La Roseraie’s greatest days may be a decade ago when it was THE, and only, place to be, but there is still plenty of reason to come here. Maybe by today’s standard it is a little rustic but to us that is it’s charm and when the gardens are in full bloom you can forgive it for not keeping up with the times. It has undoubtedly been superceded by the Shangri La that is Richard Branson’s Kasbah Tamadot, but if that level of luxury is not what you are seeking then the Roseraie has much to offer.

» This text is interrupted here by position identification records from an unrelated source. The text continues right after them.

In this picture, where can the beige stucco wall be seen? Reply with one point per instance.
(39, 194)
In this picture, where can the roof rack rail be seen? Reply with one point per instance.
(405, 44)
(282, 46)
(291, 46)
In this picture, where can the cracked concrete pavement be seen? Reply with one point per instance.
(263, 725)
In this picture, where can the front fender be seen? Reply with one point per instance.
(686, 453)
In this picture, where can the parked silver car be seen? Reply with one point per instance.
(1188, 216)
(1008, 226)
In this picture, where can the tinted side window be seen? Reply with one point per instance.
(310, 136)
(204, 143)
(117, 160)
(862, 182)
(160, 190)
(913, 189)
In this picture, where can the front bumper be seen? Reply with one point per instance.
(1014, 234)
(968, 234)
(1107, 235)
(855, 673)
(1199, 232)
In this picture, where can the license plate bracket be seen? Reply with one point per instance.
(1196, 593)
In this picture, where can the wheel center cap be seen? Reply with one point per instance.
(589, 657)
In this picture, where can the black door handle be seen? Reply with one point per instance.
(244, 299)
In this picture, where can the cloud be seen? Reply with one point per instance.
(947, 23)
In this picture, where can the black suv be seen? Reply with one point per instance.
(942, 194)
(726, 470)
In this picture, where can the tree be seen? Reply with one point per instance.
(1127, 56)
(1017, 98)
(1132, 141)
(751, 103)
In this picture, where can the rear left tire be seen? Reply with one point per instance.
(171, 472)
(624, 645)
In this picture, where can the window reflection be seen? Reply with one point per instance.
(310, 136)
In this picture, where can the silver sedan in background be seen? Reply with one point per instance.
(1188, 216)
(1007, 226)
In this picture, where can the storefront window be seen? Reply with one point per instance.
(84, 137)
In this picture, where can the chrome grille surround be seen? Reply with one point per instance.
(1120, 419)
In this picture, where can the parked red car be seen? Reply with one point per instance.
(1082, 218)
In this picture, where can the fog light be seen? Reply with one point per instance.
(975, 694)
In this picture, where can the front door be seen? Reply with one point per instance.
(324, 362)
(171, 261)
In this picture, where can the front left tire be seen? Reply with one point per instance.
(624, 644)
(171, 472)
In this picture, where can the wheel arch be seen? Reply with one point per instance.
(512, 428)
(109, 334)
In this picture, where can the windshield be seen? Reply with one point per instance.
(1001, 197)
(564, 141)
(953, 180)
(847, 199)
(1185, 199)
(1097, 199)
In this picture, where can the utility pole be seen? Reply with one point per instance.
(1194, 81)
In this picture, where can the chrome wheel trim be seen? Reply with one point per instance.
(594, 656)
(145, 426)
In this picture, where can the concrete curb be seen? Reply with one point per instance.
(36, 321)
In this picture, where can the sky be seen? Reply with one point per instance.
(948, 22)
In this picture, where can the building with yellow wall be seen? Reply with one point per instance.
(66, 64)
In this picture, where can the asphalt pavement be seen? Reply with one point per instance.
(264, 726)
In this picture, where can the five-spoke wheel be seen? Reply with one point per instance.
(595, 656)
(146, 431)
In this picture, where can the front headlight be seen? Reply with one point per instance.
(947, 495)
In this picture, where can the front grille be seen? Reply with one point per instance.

Twenty-six hectares of meticulously tended gardens nestle in a valley beside the village of Ourigane, surprising at every turn with yet another secluded corner. Literally thousands of rose bushes (which flower from March to May), groves of olive trees, mature magnolias, pomegranate and quince bushes, giant aloe vera-lined paths and citrus orchards make up the mature gardens through which ochre coloured cottages are strewn. All of the 49 rooms and suites have their own private terraces or balconies, almost all having views of the mountains that ring the setting, and some sharing separate pools for their pod of suites. The most luxurious villa has its own private swimming pool and garden.

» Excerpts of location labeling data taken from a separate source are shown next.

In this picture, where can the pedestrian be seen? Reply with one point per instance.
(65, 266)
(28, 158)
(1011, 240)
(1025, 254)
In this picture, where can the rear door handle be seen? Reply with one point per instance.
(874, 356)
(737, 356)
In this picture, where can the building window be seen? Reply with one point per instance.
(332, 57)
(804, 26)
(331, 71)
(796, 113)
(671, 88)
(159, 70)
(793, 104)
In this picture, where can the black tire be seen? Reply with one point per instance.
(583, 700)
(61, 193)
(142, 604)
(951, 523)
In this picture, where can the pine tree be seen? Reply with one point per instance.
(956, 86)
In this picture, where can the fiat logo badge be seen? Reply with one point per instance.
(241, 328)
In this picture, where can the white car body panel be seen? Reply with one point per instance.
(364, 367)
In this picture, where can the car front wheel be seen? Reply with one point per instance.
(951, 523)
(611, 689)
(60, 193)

Along the lines of the best country clubs, the central pool is overlooked by a covered terrace opening off a bar and restaurant where fires burn in the colder months. The ambience created is very much that of the Roseraie, just a great place to hang out. An authentic Moroccan restaurant with low cushioned seating and elegant mosaic tiled fireplaces at either end of the room is open in the busier season.

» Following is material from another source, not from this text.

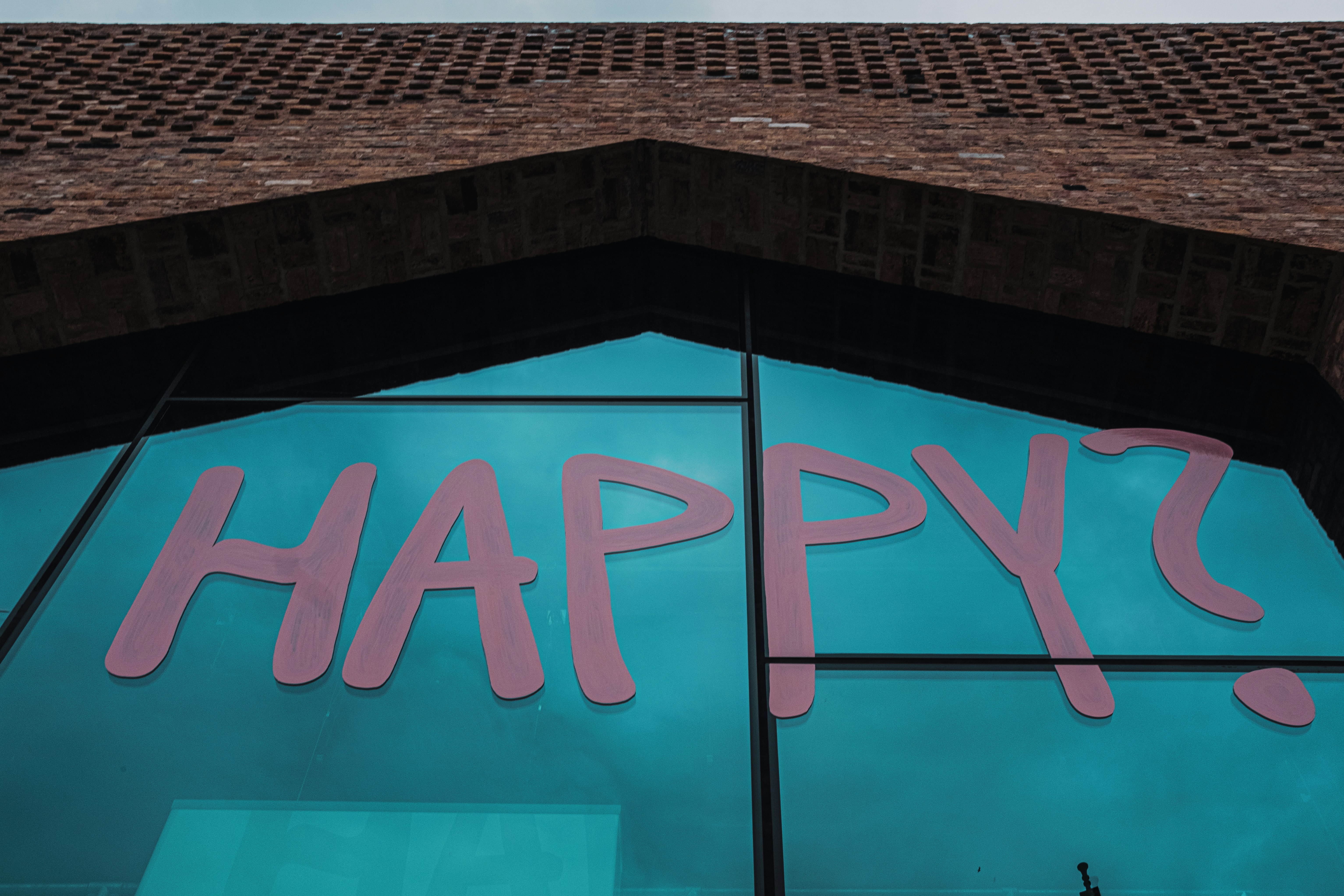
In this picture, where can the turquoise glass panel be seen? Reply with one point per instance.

If you are after a place where you can play tennis in the morning (two clay courts), lounge around the pool before lunch, take your siesta under the shade of a date palm and do it all again the next day with perhaps a village walk or ride then this place is eminently more suitable for you than those where you are expected to put on your walking boots. Trust us, the surrounding peaks can look perfectly wonderful viewed from the swimming pool.
The staff are attentive, mainly Berbers from the nearby village of Ourigane who have worked here for decades. They seem happy to go beyond the relatively limited menu choice (limited in the off season only) to suit your children. The management is rather hands off, so don’t expect to be courted at cocktails, but they can be found somewhere around reception.
Just over an hour’s drive from Marrakech, many people just pop in for lunch as part of a day in the mountains but it’s very deserving of a few days in the glorious early summer months of March to June when the gardens are at their finest, or in September-October when the intense summer heat has faded.